Despite our best efforts at this brainstorming, our team hit a critical point where we ultimately decided that we wanted to conduct more research to make sure that we were all confident in the area we were addressing with our conceptual prototype. This kicked off a greater conversation around the data we had gathered and how we could use it to inspire new research endeavors. In reflecting on our project up until this point, we were all very proud of the research we had conducted but felt a need to a bit more targeted research to make sure we were all confident in our rationale for the conceptual prototype.

Revisiting our Research

The first step in changing direction on our conceptual prototype was revisiting our customer interviews and approaching the data with customer goals and pain points in mind. We split up the customer interviews and each team member went back through the interview notes to record what goals and pain points came up during their interviews. After going through each of our interviews, we met back together as a team to discuss what we found and started to identify new trends in the data.

Goals & Pain Points, as well as notes, on each customer interview

We used this discussion to transform our individual insights into a greater holistic evaluation of the data gathered across all of our research. Doing all of this in the lens of what CarMax currently (and could potentially) provide, we shifted our attention on creating needs statements that would encompass the values and behaviors expressed across our customer interviews. We created six needs statements that represented, and aimed to address, the prevailing goals and problems identified in our research. After defining our needs statements, we decided that the best way to evaluate and communicate these needs in our research would be to create storyboards and conduct speed dating sessions with CarMax customers to evaluate the perception of our identified needs and efficacy of possible solutions.

Storyboards Ideation & Creation

https://gph.is/g/ZxOKzla

Initial Storyboard Ideation

Coming off of the creation of our six needs statements, the team split off individually to come up with storyboard ideas that would address the pain points inherit to each need and provide a solution that users could evaluate. We kept this process very open-ended, provided that all solutions needed to utilize a conversational agent in some way — what embodiment or modality that agent utilized, however, was left entirely to the imagination of each team member.

Early storyboard scenario for the need to have a knowledgeable guide

After completing our individual storyboards, we had each team member walk through their scenarios. We set-up a separate area on our Miro board to categorize each idea based on the need it was addressing.

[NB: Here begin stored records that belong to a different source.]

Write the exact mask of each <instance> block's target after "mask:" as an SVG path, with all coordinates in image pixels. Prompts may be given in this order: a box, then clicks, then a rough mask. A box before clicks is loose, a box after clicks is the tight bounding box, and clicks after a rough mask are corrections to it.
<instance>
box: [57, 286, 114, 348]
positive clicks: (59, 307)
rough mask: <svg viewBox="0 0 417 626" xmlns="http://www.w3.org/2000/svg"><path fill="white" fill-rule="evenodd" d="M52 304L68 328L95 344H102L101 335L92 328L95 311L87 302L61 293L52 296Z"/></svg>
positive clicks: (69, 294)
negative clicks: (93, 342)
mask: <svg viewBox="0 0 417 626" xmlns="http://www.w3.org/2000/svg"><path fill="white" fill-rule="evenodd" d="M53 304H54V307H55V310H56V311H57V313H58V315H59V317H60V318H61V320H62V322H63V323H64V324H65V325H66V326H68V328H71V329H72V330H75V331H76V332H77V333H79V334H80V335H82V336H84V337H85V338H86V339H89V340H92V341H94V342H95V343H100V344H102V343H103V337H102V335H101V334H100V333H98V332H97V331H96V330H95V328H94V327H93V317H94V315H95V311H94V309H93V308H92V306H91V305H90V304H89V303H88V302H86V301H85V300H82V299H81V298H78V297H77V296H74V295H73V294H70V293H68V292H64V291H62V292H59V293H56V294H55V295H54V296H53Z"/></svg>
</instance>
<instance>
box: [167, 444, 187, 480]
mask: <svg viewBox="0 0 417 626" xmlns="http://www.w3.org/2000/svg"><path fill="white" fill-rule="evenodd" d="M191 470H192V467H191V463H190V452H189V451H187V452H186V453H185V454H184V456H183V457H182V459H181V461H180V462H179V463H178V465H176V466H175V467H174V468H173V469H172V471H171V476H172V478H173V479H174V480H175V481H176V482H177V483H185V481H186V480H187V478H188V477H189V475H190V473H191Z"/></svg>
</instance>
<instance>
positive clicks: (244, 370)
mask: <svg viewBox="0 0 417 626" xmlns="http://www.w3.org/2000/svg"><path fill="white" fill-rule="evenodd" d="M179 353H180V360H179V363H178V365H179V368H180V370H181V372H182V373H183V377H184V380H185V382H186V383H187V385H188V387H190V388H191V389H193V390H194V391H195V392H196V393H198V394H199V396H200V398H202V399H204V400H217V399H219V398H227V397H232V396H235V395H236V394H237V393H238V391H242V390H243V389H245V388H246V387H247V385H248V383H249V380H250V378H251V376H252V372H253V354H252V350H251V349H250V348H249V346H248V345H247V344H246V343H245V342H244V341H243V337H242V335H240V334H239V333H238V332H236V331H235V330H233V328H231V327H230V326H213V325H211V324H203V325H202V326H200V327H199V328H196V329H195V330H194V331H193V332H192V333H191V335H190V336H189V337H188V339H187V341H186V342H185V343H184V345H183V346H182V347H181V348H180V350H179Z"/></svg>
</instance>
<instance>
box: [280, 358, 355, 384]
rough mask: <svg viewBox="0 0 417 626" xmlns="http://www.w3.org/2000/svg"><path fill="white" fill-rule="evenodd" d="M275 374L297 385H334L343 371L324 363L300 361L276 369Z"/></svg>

Area to capture ideas of interest as they pertained to our original needs statements

Finally, after walking through all of the ideas, we discussed them as a team to determine which ideas we would be iterating on for our final storyboards. This activity got everyone thinking critically about the project and provided an implicit look into our understanding of the problem space and the solutions we think could be used to create value for customers and CarMax.

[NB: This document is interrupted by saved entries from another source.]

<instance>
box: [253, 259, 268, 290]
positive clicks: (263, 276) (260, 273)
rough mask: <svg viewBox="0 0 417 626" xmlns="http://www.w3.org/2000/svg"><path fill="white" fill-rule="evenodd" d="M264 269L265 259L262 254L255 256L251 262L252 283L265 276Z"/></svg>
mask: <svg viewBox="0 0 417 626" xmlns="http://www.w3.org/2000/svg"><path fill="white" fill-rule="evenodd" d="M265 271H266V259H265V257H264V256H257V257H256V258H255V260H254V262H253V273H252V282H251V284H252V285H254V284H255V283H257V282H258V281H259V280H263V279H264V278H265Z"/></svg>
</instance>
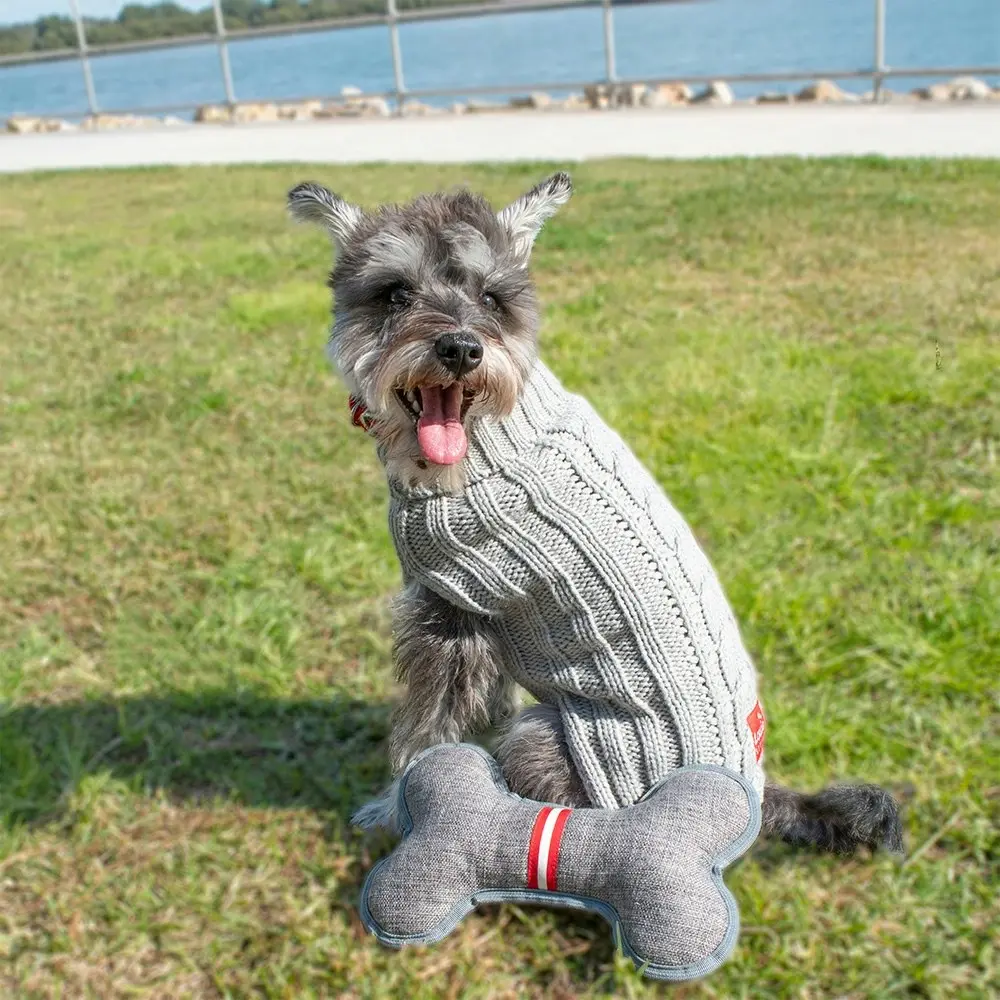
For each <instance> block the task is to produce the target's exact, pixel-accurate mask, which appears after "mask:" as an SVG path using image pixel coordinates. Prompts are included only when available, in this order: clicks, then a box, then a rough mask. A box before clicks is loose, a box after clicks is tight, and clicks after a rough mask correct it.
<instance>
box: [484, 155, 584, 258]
mask: <svg viewBox="0 0 1000 1000" xmlns="http://www.w3.org/2000/svg"><path fill="white" fill-rule="evenodd" d="M572 193H573V181H572V180H571V179H570V176H569V174H566V173H562V172H561V171H560V172H559V173H558V174H553V175H552V176H551V177H548V178H546V179H545V180H544V181H542V183H541V184H536V185H535V187H533V188H532V189H531V190H530V191H528V192H526V193H525V194H523V195H521V197H520V198H518V199H517V201H514V202H511V203H510V204H509V205H508V206H507V207H506V208H505V209H503V211H501V212H498V213H497V218H498V219H499V220H500V223H501V225H503V226H504V227H505V228H506V229H507V231H508V232H509V233H510V236H511V239H512V240H513V242H514V251H515V253H516V254H517V255H518V256H519V257H522V258H524V259H525V260H527V258H528V256H529V254H530V253H531V247H532V245H533V244H534V242H535V237H536V236H537V235H538V233H539V231H540V230H541V228H542V226H543V225H544V224H545V220H546V219H549V218H551V217H552V216H553V215H555V214H556V212H557V211H558V210H559V206H560V205H565V204H566V202H567V201H569V196H570V195H571V194H572Z"/></svg>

Final Storyboard Scenarios

We got started on the final storyboard scenarios by drafting text-based storyboards that described the interactions that would be taking place between the stakeholders and our conversational agent.

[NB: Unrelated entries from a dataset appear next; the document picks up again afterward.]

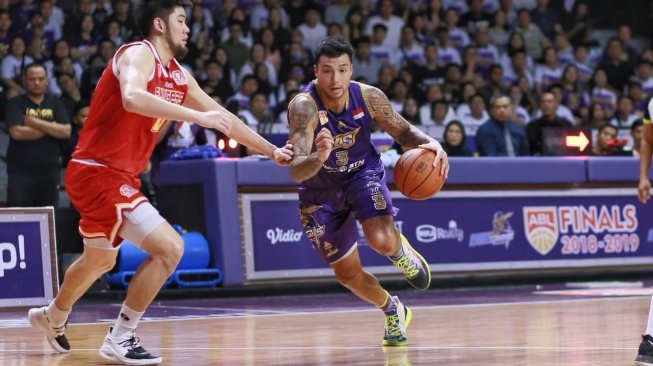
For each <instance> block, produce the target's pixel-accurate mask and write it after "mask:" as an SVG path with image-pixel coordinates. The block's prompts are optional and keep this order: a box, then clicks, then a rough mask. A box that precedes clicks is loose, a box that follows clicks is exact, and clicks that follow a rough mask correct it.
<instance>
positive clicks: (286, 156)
mask: <svg viewBox="0 0 653 366" xmlns="http://www.w3.org/2000/svg"><path fill="white" fill-rule="evenodd" d="M293 155H295V152H294V151H293V150H292V144H286V146H284V147H278V148H276V149H274V151H273V152H272V158H273V159H274V161H275V162H276V163H277V164H279V165H281V166H286V165H288V164H290V161H291V160H292V157H293Z"/></svg>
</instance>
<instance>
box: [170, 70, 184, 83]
mask: <svg viewBox="0 0 653 366" xmlns="http://www.w3.org/2000/svg"><path fill="white" fill-rule="evenodd" d="M172 80H174V81H175V83H177V85H185V84H186V76H184V73H183V72H182V71H181V70H175V71H173V72H172Z"/></svg>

Initial, text-based, storyboard

After evaluating these drafts, and making some edits, Will and Christie started to create visuals for each board.

Final version of storyboard scenario

With the needs identified and storyboards created, we started to look toward the method by which we would evaluate our ideas.

Conceptual Prototype, here we come!

http://gph.is/2eTeS4V

To evaluate our storyboard scenarios, we will be conducting speed dating sessions in the coming weeks with CarMax customers to validate that our identified opportunity spaces are, in fact, areas of need felt by customers. We’re excited to continue this journey and look forward to learning more!